Due to the high viscosity of the APF gel, it may be trapped in the pores and cracks of the specimens and consequently release fluoride ions as the gel dissolves in the artificial saliva in which it was placed. Also, the amount of fluoride-release increases when the acidic solution of 1.23% APF is used in comparison to the neutral solution of 2% NaF.[11]

Seppa stated that the exposure of old GIs to fluoride gels would amplify the antibacterial activity of GIs due to increase of fluoride release.[27] In the present study, the highest amount of fluoride was released in the first 2 days after using the gels.

The highest amount of fluoride release for the three GIs was observed after exposure to APF gel that might be due to solubility. Phosphoric acid of APF gel can cause significant solubility of cations forming the matrix.[28] Diaz-Arnold et al. in their study have reported that APF gel significantly reduces the hardness of the GIs and can have an impact on the longevity of restorations.[29] Although the amount of fluoride released from the three GIs after exposure to APF gel was more than that of NaF gel, the APF gel reduced the surface hardness of GIs and increased their solubility, therefore the increase that was observed in fluoride release was not associated with a true chemical recharging.[30]
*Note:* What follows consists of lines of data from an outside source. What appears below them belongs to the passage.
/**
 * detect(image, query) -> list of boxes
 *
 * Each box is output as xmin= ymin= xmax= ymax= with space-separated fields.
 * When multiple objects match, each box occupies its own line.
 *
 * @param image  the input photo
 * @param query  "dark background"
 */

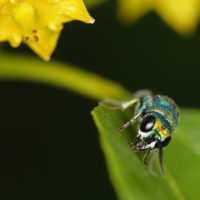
xmin=1 ymin=1 xmax=200 ymax=199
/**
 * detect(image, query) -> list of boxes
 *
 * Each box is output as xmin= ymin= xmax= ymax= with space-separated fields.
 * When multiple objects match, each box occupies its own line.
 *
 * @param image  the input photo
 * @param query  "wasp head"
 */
xmin=130 ymin=115 xmax=171 ymax=152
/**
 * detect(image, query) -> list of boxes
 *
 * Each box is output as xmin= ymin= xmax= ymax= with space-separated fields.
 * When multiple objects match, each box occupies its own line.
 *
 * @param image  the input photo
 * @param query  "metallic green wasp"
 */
xmin=100 ymin=90 xmax=179 ymax=176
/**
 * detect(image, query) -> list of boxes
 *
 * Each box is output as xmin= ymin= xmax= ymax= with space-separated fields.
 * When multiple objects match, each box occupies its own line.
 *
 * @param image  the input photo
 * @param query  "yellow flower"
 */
xmin=0 ymin=0 xmax=94 ymax=60
xmin=118 ymin=0 xmax=200 ymax=36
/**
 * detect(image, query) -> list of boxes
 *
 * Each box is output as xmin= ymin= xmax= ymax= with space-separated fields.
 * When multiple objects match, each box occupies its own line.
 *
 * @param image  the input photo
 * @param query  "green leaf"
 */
xmin=0 ymin=52 xmax=199 ymax=200
xmin=92 ymin=106 xmax=200 ymax=200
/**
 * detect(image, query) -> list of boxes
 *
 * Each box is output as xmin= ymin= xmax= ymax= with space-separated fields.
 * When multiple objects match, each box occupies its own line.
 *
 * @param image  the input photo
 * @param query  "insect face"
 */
xmin=132 ymin=114 xmax=172 ymax=152
xmin=132 ymin=115 xmax=157 ymax=151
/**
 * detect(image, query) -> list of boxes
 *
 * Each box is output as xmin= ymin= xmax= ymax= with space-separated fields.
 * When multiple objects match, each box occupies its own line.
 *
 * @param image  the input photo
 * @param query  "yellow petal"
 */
xmin=0 ymin=0 xmax=94 ymax=60
xmin=0 ymin=15 xmax=22 ymax=47
xmin=153 ymin=0 xmax=200 ymax=35
xmin=27 ymin=28 xmax=61 ymax=61
xmin=118 ymin=0 xmax=200 ymax=35
xmin=118 ymin=0 xmax=151 ymax=24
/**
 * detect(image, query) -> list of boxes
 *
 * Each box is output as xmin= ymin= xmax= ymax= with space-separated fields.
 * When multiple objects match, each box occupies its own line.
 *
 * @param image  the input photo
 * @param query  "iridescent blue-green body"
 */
xmin=135 ymin=95 xmax=179 ymax=140
xmin=100 ymin=90 xmax=179 ymax=176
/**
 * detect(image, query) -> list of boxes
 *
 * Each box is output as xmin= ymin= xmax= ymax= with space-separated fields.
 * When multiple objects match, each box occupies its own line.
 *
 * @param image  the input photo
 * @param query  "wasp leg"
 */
xmin=119 ymin=120 xmax=134 ymax=131
xmin=119 ymin=111 xmax=142 ymax=131
xmin=128 ymin=142 xmax=134 ymax=146
xmin=132 ymin=90 xmax=153 ymax=98
xmin=148 ymin=150 xmax=158 ymax=177
xmin=99 ymin=101 xmax=123 ymax=110
xmin=143 ymin=149 xmax=151 ymax=166
xmin=158 ymin=145 xmax=165 ymax=177
xmin=99 ymin=98 xmax=139 ymax=110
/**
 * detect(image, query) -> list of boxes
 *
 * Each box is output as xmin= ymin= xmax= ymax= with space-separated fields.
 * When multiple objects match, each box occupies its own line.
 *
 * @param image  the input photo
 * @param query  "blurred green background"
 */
xmin=1 ymin=0 xmax=200 ymax=199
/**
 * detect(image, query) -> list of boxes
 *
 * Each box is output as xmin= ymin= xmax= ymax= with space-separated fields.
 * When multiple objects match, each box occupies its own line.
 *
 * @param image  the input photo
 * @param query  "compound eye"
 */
xmin=140 ymin=115 xmax=156 ymax=132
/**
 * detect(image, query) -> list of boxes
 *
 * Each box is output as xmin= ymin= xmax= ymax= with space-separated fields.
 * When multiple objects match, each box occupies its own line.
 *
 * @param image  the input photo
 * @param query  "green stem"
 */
xmin=0 ymin=53 xmax=130 ymax=100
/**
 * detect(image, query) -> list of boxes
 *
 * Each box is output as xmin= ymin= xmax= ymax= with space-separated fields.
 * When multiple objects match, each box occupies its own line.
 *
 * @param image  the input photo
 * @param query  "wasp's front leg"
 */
xmin=99 ymin=97 xmax=139 ymax=110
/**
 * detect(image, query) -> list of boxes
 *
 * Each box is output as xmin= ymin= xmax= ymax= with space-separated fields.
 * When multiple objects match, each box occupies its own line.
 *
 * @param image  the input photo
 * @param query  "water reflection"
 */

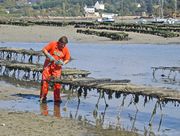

In this study, three GIs were exposed to NaF gel for 4 min, fluoride was recharged and the GIs slowly released fluoride, but Freedman and Diefenderfer did not observe any significant degradation on the surface of material after exposure of GIs to NaF gel.[28]

CONCLUSION

The fluoride release pattern was similar in the three GIs. Fuji IX released higher fluoride than other GIs. Chem Flex with a slight difference and Fuji II ranked second and third, respectively. All GIs were able to uptake and release fluoride after exposure to fluoride gels. The amount of fluoride released after exposure to APF gel in the three groups was the highest. This article illustrated the importance of GIs restorations in pediatric dentistry because of their ability to release fluoride, especially after exposure to different fluoride gels.